Christianity not only leads its members to believe people of other faiths have goodness and wisdom to offer, it also leads them to expect that many will live lives morally superior to their own. Most people in our culture believe that, if there is a God, we can relate to him and go to heaven through leading a good life. Let’s call this the “moral improvement” view. In the Christian understanding, Jesus does not tell us how to live so we can merit salvation. Rather, he comes to forgive and save us through his life and death in our place. God’s grace does not come to people who morally outperform others, but to those who admit their failure to perform and who acknowledge their need for a Savior.

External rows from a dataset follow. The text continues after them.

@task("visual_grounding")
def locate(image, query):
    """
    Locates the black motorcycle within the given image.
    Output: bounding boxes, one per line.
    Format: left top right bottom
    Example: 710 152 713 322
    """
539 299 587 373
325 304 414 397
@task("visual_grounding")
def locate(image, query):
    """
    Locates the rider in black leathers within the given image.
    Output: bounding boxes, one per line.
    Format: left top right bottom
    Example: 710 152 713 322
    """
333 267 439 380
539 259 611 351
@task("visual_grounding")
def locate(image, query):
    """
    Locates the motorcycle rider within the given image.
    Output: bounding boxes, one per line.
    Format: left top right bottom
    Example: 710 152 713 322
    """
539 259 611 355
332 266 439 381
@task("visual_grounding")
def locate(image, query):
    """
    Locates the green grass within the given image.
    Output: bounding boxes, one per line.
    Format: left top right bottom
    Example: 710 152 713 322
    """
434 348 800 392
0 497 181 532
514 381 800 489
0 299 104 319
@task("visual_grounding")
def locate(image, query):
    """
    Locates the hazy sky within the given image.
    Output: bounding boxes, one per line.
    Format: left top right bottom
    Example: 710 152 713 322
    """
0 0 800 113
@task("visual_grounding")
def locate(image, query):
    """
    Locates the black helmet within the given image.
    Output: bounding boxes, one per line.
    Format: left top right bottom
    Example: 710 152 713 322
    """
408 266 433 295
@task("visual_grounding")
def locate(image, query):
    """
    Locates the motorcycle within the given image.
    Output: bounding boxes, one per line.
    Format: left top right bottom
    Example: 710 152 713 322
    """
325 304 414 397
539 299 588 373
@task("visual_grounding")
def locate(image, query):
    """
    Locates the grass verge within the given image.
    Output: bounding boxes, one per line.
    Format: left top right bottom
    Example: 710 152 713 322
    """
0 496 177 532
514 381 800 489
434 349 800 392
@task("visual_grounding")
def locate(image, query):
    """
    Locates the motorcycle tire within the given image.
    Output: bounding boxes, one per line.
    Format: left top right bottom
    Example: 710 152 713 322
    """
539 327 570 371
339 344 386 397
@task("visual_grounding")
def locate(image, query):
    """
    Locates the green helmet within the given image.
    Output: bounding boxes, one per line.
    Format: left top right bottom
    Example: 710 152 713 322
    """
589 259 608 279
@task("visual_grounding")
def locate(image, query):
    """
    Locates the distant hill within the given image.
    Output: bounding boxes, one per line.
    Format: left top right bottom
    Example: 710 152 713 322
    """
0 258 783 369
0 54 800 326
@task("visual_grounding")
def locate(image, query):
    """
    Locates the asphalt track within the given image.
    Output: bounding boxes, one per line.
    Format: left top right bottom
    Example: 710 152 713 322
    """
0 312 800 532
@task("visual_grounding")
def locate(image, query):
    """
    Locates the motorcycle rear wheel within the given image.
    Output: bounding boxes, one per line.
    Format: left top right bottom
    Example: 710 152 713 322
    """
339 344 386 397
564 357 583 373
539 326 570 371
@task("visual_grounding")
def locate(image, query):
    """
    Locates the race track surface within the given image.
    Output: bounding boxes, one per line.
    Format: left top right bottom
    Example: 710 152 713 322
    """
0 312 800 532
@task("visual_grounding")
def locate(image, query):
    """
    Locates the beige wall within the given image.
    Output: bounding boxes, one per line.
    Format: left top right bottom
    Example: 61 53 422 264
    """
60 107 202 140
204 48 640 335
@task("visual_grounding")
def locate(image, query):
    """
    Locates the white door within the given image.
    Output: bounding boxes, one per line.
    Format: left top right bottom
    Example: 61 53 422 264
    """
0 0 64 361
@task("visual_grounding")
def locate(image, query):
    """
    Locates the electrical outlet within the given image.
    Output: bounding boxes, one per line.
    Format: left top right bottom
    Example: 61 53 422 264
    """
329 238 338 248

Christians, then, should expect to find nonbelievers who are much nicer, kinder, wiser, and better than they are. Why? Christian believers are not accepted by God because of their moral performance, wisdom, or virtue, but because of Christ’s work on their behalf. Most religions and philosophies of life assume that one’s spiritual status depends on your religious attainments. This naturally leads adherents to feel superior to those who don’t believe and behave as they do. The Christian gospel, in any case, should not have that effect.
It is common to say that “fundamentalism” leads to violence, yet as we have seen, all of us have fundamental, unprovable faith commitments that we think are superior to those of others. The real question, then, is which fundamentals will lead their believers to be the most loving and receptive to those with whom they differ? Which set of unavoidable exclusive beliefs will lead us to humble, peace-loving behavior?
There are a few more paragraphs that complete this discussion. I will share them with you tomorrow.
For me, the deeper my desire to live a life devoted to Christ, the more I realize how, in the past, I have sometimes been a Pharisee and lived under the false illusion that God’s love for me was somehow greater because I loved Him. When you begin to make the effort see others through the eyes of Jesus, to speak the truth without judgement or disdain, I believe you are moving closer to the fullness and abundance of a life of service to the King. I have seen some positive movement within the church to return to the practices of the early church. I pray that this movement is a revolution and not just a fad.